Calvin Verdonk resmi mencetak sejarah sebagai pemain Indonesia pertama yang tampil di kompetisi Ligue 1 Prancis. Namun, debutnya bersama tim Lille tidak berjalan mulus setelah menghadapi kekalahan telak 0-3 dari RC Lens dalam pertandingan yang berlangsung di Stade Bollaert-Delelis, Sabtu (20/9/2025) waktu setempat.

Debut Penuh Tekanan dan Pergantian Mendadak
Verdonk masuk menggantikan Romain Perraud yang mengalami cedera pada menit ke-18. Meski mendapat kesempatan debut di level tertinggi sepakbola Prancis, penampilan pemain berusia 28 tahun itu justru menjadi sorotan karena dinilai kurang optimal.
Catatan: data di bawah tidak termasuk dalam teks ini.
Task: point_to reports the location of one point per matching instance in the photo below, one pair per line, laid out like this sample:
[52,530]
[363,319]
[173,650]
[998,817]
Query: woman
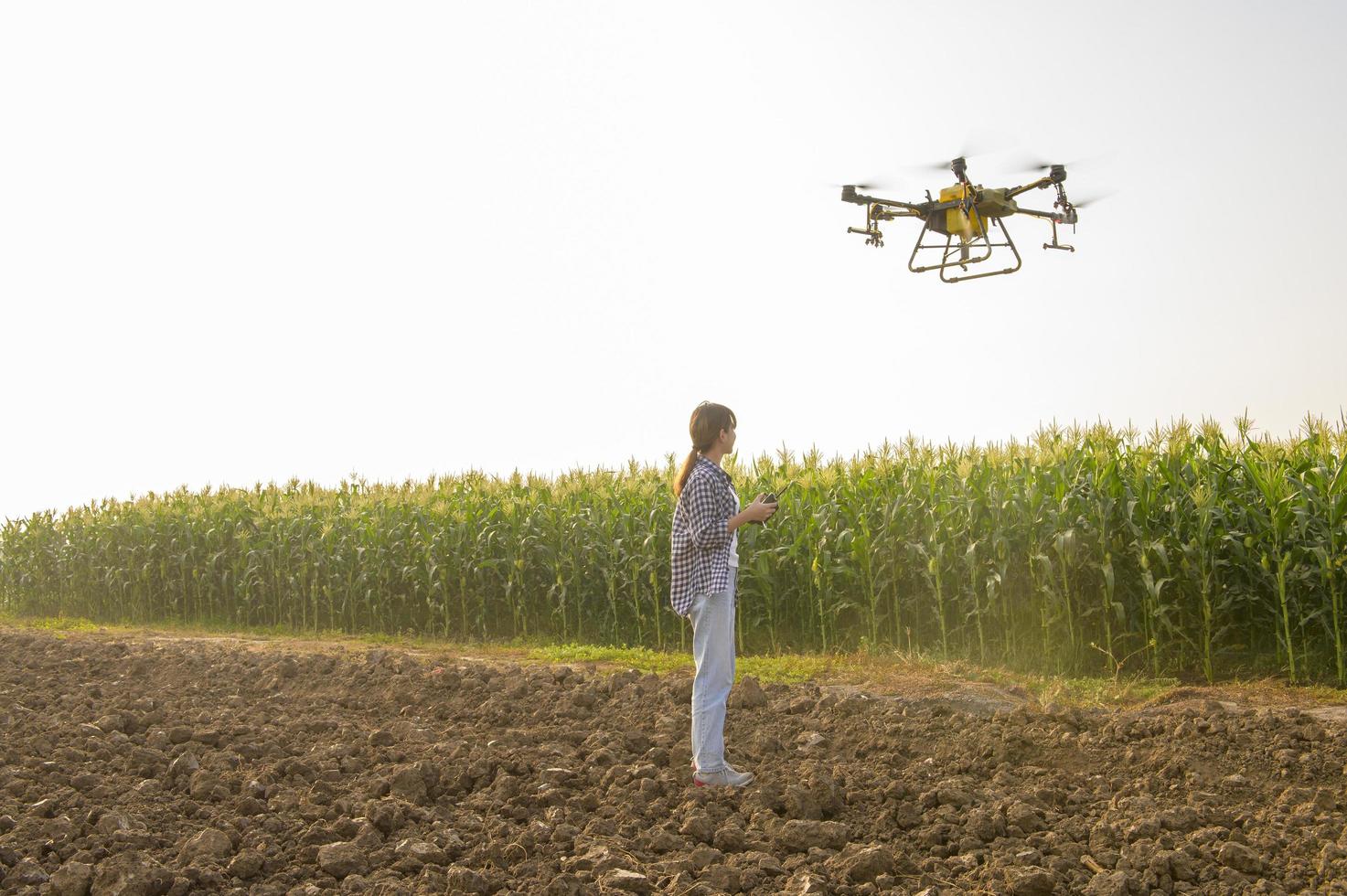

Dalam waktu singkat setelah ia masuk, lini pertahanan Lille mulai kebobolan. Sepuluh menit kemudian, Wesley Said membuka keunggulan untuk Lens. pada babak kedua, Florian Thauvin dan Rayan Fofana memborong dua gol tambahan sehingga mengakhiri pertandingan dengan skor 3-0.

Kritikan dari Fans Lille
Kehadiran Verdonk dianggap gagal memenuhi ekspektasi oleh sebagian besar penggemar Lille. Berbagai komentar tajam muncul menyoroti performanya yang dianggap kerap kehilangan bola dan tidak mampu mengimbangi tempo cepat dalam pertandingan derby yang memiliki intensitas tinggi. Berdasarkan data Sofascore, Verdonk mengalami 17 kali kehilangan bola selama 72 menit bermain. Meskipun demikian, ia juga berhasil melakukan beberapa aksi defensif seperti 1 clearance, 1 intersep, 2 tekel, serta memenangkan 4 duel udara. Peringkat performanya yang dicatat sebesar 6,4 dinilai kurang memuaskan bagi pemain yang baru masuk pada babak awal permainan.
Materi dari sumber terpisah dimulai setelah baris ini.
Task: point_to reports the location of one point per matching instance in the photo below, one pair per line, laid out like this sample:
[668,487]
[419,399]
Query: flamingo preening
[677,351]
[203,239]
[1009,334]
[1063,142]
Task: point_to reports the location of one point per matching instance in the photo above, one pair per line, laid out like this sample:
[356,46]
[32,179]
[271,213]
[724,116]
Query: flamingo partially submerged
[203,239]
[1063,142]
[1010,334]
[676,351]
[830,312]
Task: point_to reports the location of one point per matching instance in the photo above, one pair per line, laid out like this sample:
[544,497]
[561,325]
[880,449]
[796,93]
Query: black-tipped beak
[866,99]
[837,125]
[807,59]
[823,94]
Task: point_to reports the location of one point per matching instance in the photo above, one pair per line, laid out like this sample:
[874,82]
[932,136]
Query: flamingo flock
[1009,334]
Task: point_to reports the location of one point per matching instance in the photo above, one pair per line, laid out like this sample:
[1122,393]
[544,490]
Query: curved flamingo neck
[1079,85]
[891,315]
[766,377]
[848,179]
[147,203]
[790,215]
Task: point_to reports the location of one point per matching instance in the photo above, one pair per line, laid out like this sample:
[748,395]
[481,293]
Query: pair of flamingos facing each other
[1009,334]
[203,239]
Respons Netizen Indonesia dan Harapan Adaptasi
Berbanding terbalik dengan kritik dari fans Lille, dukungan justru banyak mengalir dari netizen Indonesia. Mereka memandang bahwa Verdonk masih memerlukan waktu untuk beradaptasi dengan level kompetisi dan gaya bermain Ligue 1 yang lebih menuntut. Seorang netizen menyatakan, "Dia kan baru debut, perlu adaptasi. Saya yakin dia pekerja keras dan akan berusaha mendapatkan tempat utama dengan bermain maksimal." Respons positif lainnya menegaskan, "Jangan khawatir Verdonk, kami ada di belakang kamu," sebagai bentuk dukungan moral dari penggemar tanah air kepada pemain yang kini berkiprah di Eropa.
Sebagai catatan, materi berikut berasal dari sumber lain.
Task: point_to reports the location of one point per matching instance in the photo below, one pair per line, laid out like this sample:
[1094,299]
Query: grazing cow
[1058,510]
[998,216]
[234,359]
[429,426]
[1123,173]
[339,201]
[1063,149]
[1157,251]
Peluang di Laga Berikutnya
Cedera yang dialami oleh Romain Perraud membuka peluang lebih besar bagi Verdonk untuk dimainkan sebagai starter kembali pada pertandingan berikutnya. Lille dijadwalkan akan bertanding melawan SK Brann pada ajang Liga Europa, Kamis (25/9/2025). Laga tersebut bisa menjadi momen pembuktian bagi Verdonk untuk menunjukkan kualitas dan kemampuan adaptasinya dalam tingkat kompetisi tinggi.

Kemampuan Verdonk dalam mengatasi tekanan dan meningkatkan performa di kesempatan lanjutan akan menjadi faktor penting bagi kariernya bersama Lille dan dalam sejarah sepakbola Indonesia. Penampilannya tidak hanya menjadi kebanggaan pribadi, tetapi juga menjadi inspirasi bagi pemain Indonesia yang ingin mengukir prestasi di kancah sepakbola internasional.